Court Upholds Portland's Loaded Firearm Ban
(CN) - A sharply divided Oregon appeals court upheld Portland's ban on carrying loaded firearms in public, affirming a lower court's conviction of city resident on a pair of concealed weapons charges.
Jonathan Christian was charged with carrying a concealed firearm without a permit, in violation of Oregon law, and of carrying a loaded firearm in a public place, in violation of a Portland ordinance.
The district court convicted him on both counts, despite Christian's demurrer that the laws violated the Second Amendment.
On appeal, the Oregon Court of Appeals affirmed the lower court's decision, and re-affirmed it en banc, finding that the Portland ordinance does not prohibit carrying all loaded firearms, only loaded firearms that recklessly endanger the public.
"A violation of the ordinance occurs when a person (1) possesses or carries a loaded firearm in a public place; (2) knows that he or she is carrying or possessing the loaded firearm and that the place is public; (3) recklessly does so anyway, that is, is aware of the fact that carrying the loaded firearm in public creates an unreasonable, unjustifiable risk; and (4) nonetheless consciously disregards that risk and bears the firearm in a public place anyway," Judge David Schuman said, writing for the court.
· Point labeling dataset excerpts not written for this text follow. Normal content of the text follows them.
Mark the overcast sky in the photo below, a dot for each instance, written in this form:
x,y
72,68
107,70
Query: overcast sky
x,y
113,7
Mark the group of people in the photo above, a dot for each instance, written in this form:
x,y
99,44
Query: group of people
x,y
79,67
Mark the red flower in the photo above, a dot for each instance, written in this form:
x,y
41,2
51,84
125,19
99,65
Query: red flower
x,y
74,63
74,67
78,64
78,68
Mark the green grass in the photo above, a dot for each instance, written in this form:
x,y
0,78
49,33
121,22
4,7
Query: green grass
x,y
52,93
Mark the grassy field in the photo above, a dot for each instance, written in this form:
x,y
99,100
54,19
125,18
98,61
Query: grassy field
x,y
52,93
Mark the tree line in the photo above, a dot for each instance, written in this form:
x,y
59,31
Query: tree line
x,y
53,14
"It does not prohibit a person with a permit to carry concealed weapons from knowingly carrying a recklessly not-unloaded firearm in a public place. It does not prohibit a person from carrying a recklessly not-unloaded weapon in a public place in order to engage in justified conduct - reasonable defense of self against felonious attack," the judge continued.
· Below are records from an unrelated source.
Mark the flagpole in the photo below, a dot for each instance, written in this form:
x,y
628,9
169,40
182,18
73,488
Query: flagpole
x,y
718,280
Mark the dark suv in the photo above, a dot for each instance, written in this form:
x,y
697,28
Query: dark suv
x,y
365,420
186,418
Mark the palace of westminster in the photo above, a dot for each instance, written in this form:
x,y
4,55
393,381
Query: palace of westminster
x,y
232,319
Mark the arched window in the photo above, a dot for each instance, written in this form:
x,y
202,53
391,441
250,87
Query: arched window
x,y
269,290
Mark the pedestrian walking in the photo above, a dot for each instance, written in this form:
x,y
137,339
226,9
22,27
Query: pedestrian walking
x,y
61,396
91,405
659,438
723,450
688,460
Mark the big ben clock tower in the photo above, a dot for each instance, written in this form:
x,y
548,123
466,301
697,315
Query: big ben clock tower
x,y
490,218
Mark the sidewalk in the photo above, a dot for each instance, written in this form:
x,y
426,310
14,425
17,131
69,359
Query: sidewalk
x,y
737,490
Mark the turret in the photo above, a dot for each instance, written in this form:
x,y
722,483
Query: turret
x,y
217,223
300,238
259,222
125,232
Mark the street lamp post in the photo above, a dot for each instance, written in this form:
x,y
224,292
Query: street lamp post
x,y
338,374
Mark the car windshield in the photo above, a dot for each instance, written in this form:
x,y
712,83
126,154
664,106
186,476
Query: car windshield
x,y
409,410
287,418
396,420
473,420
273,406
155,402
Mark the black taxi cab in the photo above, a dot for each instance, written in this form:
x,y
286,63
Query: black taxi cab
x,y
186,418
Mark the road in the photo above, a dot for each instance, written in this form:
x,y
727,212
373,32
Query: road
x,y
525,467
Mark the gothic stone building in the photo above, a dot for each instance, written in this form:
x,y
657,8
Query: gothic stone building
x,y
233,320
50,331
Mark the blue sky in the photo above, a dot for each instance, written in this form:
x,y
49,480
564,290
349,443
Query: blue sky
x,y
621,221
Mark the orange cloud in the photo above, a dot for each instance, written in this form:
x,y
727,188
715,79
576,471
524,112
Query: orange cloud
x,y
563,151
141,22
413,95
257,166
The court majority's opinion was predicated on its interpretation of the ordinance's use of the word "recklessly."
"Defendant (and the dissent) under-appreciate the effect of the term 'recklessly,' apparently contending that it refers only to the isolated act of not unloading the firearm, as opposed to that act and its inherent consequent risks when the loaded weapon is borne in public. That interpretation makes no sense logically or syntactically. It would result in a rule that prohibits carrying a loaded firearm in public, having at some point been aware of and consciously disregarding the risk that not unloading the firearm creates a significant, unreasonable, and unjustifiable risk of . . . a loaded firearm."
Judge Rex Armstrong found the majority's interpretation of the ordinance implausible. "So understood, the ordinance distinguishes between a gang member who carries a gun that another gang member has asked the person to carry to patrol the gang's purported territory and a person who carries a gun to a shooting range that the person's parent has said is unloaded," Armstrong wrote in his dissent.
In a separate dissent, Judge Walter I. Edmonds, Jr. found that the court's interpretation of the ordinance was never raised by the City of Portland's defense.
"The city's interpretation of its own ordinance constitutes a blanket prohibition outlawing every circumstance of possessing a loaded firearm in a public place subject to the exemptions listed in the ordinance ..."
"The court has no authority to rewrite the city's ordinance by judicial fiat ... [or] to create its own interpretation of the ordinance in the circumstance of a constitutional challenge to an existing ordinance," Edmonds said.